PC Games

Published on April 25th, 2024 | by Marc Rigg

No Rest for the Wicked Early Access Review

Announced at The Game Awards at the end of 2023, No Rest for the Wicked is the latest game from Moon Studios, creators of the critically acclaimed Ori series of Metroidvania games.

No Rest for the Wicked is a little different, however. Primarily, it’s an action RPG in the vein of Diablo, viewed from a similar top-down, isometric camera angle. Where it differs from many games in the genre though is how it goes about its combat. You guessed it, it’s another game inspired by Dark Souls, with an emphasis on skillful, unforgiving combat.

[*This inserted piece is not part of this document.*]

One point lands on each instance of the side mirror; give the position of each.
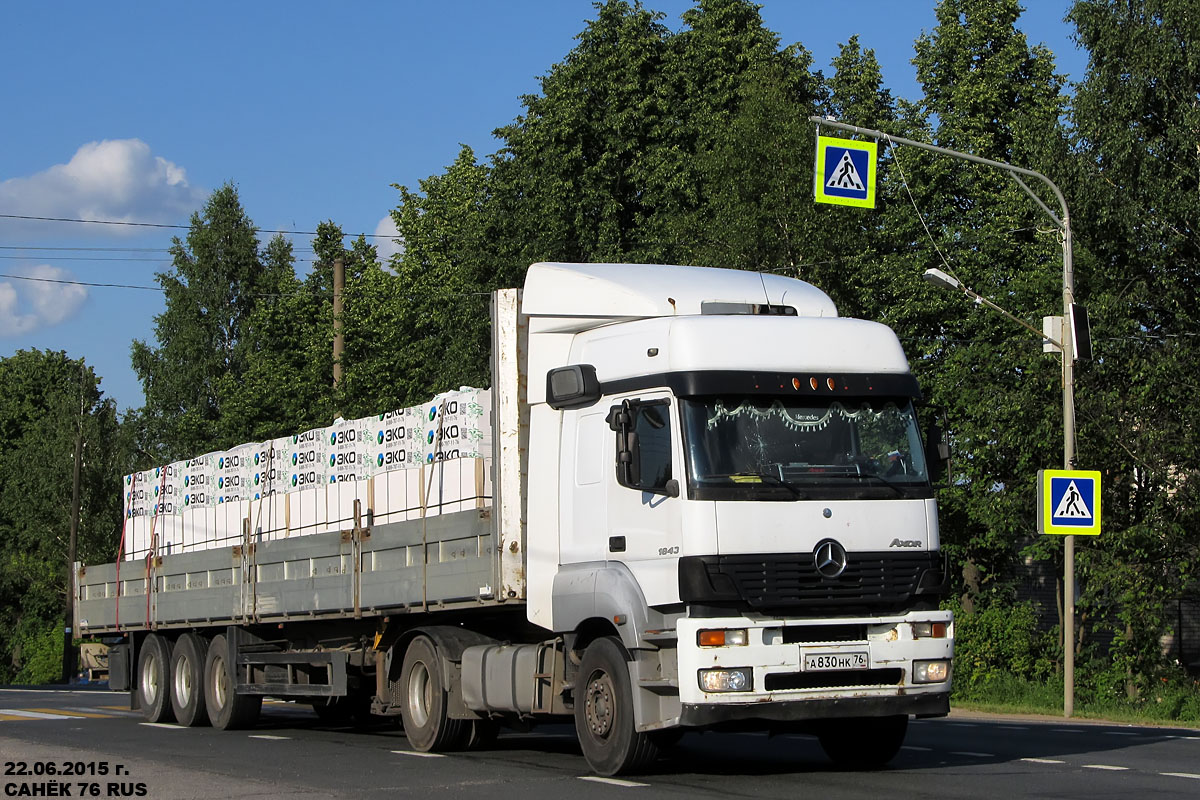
(574, 386)
(937, 451)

There’s a heavy emphasis on stamina management, poise is used to determine stagger status, both for enemies and the player, and weight plays an important role in how the player gets around. Equipping gear that’s too heavy and you’re unable to dodge and sprint anywhere near as effectively as with a lighter load and as such your playstyle has to adapt to mitigate this. So far, so Dark Souls.

It differs from the ubiquitous FromSoftware titles that have inspired so many games in a few key areas, however. Resting at Whispers, Moon Studios’ interpretation of bonfires, doesn’t respawn any defeated enemies. Once a foe is gone, they stay gone. Furthermore, being defeated in battle doesn’t result in any kind of experience point loss. It does, however, reduce the overall durability of any equipped weapons and armour, eventually reducing their effectiveness.

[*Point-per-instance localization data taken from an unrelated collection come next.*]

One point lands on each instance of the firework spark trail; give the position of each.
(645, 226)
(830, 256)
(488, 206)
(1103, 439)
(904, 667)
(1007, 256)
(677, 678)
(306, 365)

I’m not a fan of weapon durability in games in general, but to the dev’s credit, it’s a slow decline over multiple deaths, repairing equipment is cheap and can be done on the fly with items rather than at an NPC. I’d prefer it not be there at all, but at least this isn’t too egregious.

Crafting and gathering play an important role in No Rest for the Wicked. There’s fish to be caught, trees to be felled and ores to be mined as well as a huge assortment of plants and miscellaneous objects of dubious importance to find and collect. All of these resources are used to create weapons and armour, potions, and food. The latter of which being the primary way of regaining health after sustaining damage, so it’s incredibly important to seek out materials, recipes and the campfires used to craft them.

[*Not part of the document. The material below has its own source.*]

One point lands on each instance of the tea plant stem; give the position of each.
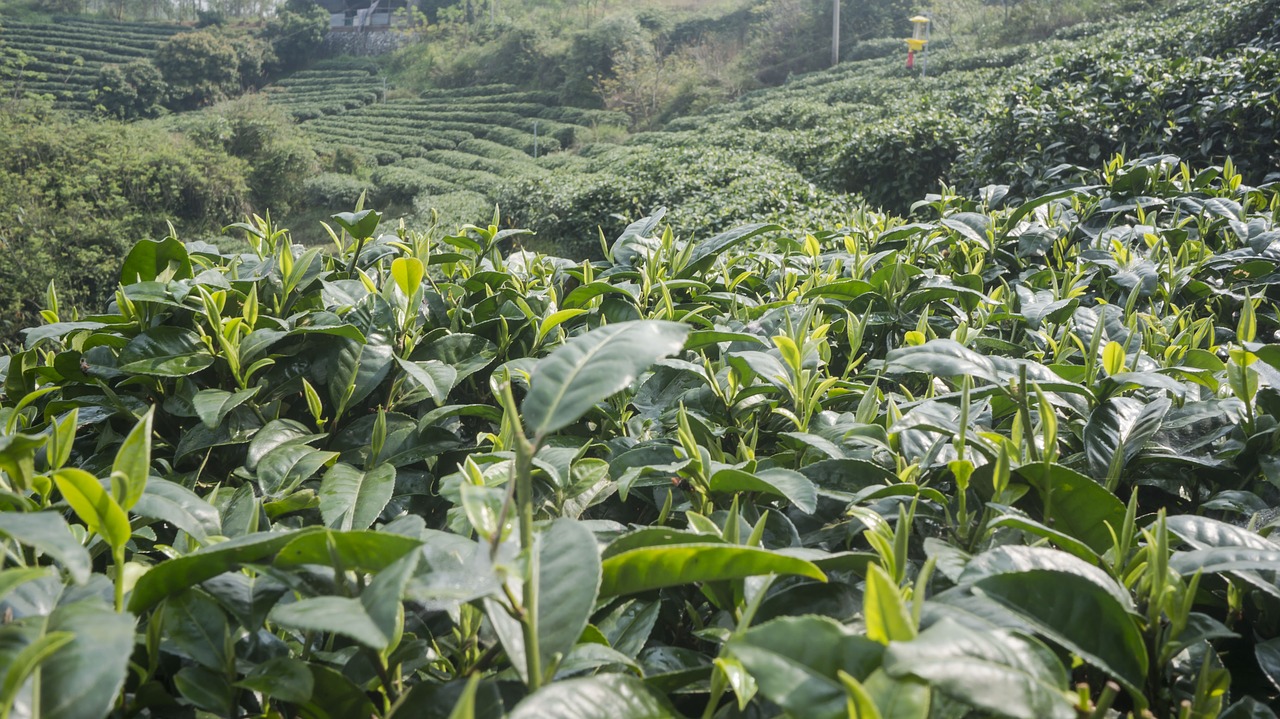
(118, 559)
(525, 500)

What’s perhaps most notable about No Rest for the Wicked, is the stunning visual design and unique artistic style that Moon Studios has crafted. Almost everything has a hand-painted look to it, from the characters to the environment. Every blade of grass, ruined building, and even the water all move in a way that I’ve never seen in a game before. Still images really don’t do it justice and has to be seen in motion to be really appreciated. It’s certainly unique visual style and has to be a contender for one of the best-looking games of the year.

Being an early access title, it’s not without some issues, most notably the performance is a little unpredictable at the moment. It’s quite a heavy game to run, despite having relatively low system requirements. Options for customising the graphics and a little thin on the ground at the moment, with only 4 presets and changing between them doesn’t seem to do a great deal. Currently, there aren’t any DLSS or other upscaling options to alleviate the issues, however, these are planned for a later date.

The developers have been updating the game frequently, with sizeable patches almost daily to address the numerous bugs and balance issues. In the week since it launched into early access there has been a notable performance improvement compared to how it was initially, so with any luck it’ll be in a good state sooner rather than later.

With frequent updates, multiplayer to be released soon, superb art direction and interesting take on Souls-like combat, No Rest for the Wicked is shaping up to be another fantastic title from Moon Studios and it’s definitely one to keep an eye on.